The scale of hot money is roughly estimated by the residual method of "new foreign exchange occupation - trade surplus -FDI", because the balance of payments pactions such as service, income and securities investment are missing.

However, significant changes in the scale of foreign exchange can basically be regarded as

hot money Floating

A wind vane.


The growth of foreign exchange reserves also shows that China is facing pressure of capital inflow.

Data released by the State Administration of foreign exchange showed that foreign exchange reserves increased by US $107 billion 300 million in October, regardless of the impact of non trading value changes such as exchange rate and price.


Hu Xiaolian, deputy governor of the central bank, said recently: "when RMB appreciation expectations continue to increase, international liquidity continues to flow into China, while increasing pressure on prices and asset prices, and increasing liquidity management difficulties."


Beginning in late October, the central bank frequently introduced policies and measures to manage liquidity.

From October 18th to November 14th, the central bank accumulated a net return of 153 billion 500 million yuan in the open market operation.

In November, the central bank announced the two increase in the statutory reserve requirement rate in 10 days.


Expert comment


Reserve requirements will continue to rise during the year.


Du Zhengzheng, a macro analyst at Bohai securities, said that since the two quarter, foreign exchange accounts for an accelerated rise.

In the two quarter, foreign exchange holdings were basically in the scale of 100 billion; in the three quarter, it rose to two hundred billion; in October, it was 519 billion of the 30 month high.

The above data indicate that China is increasingly attracting the accelerated inflow of hot money.


Zhao Qingming, senior researcher of China Construction Bank, said that raising the deposit reserve ratio is the most direct way to hedge foreign exchange.

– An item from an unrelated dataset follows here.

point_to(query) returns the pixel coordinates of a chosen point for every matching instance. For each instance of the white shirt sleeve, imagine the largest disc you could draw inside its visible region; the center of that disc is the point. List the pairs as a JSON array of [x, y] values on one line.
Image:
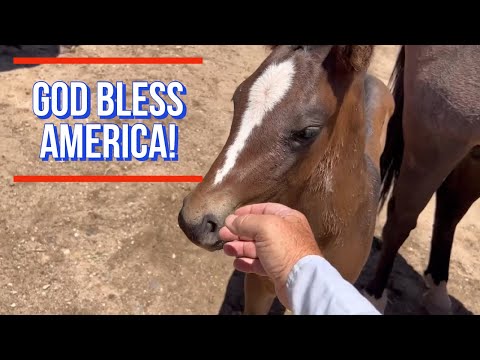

Lu Zheng commissar, a senior economist at Xingye Bank, also believes that if the growth rate of foreign exchange growth is accelerated in the future, the deposit reserve rate will still increase the possibility of 0.5%-1.0% within the year.

He expects that the reserve requirement ratio will continue to rise to 23% in 2011.


Open market operations fail to raise interest rates without suspense.


In the past two weeks, the central bank's open market operation has been continuously put into operation, and the issuance of all kinds of central bank tickets has been reduced to the volume; the main reason is that under the expectation of strong interest rate increase, the current interest rate of the central bank votes has weakened to the institutional investors.


Lu commissar believes that the open market operation at this time has almost lost liquidity management capability.

Under the circumstances of increased foreign exchange and capital inflow, and the day when the reserve ratio is approaching the limit of experience, the failure of the open market operation is obviously intolerable.

"If we want to restore its liquidity management function, we must raise interest rates."

There is no suspense in raising interest rates in December, and the central bank is likely to announce another rate hike in from December 7th to 18th.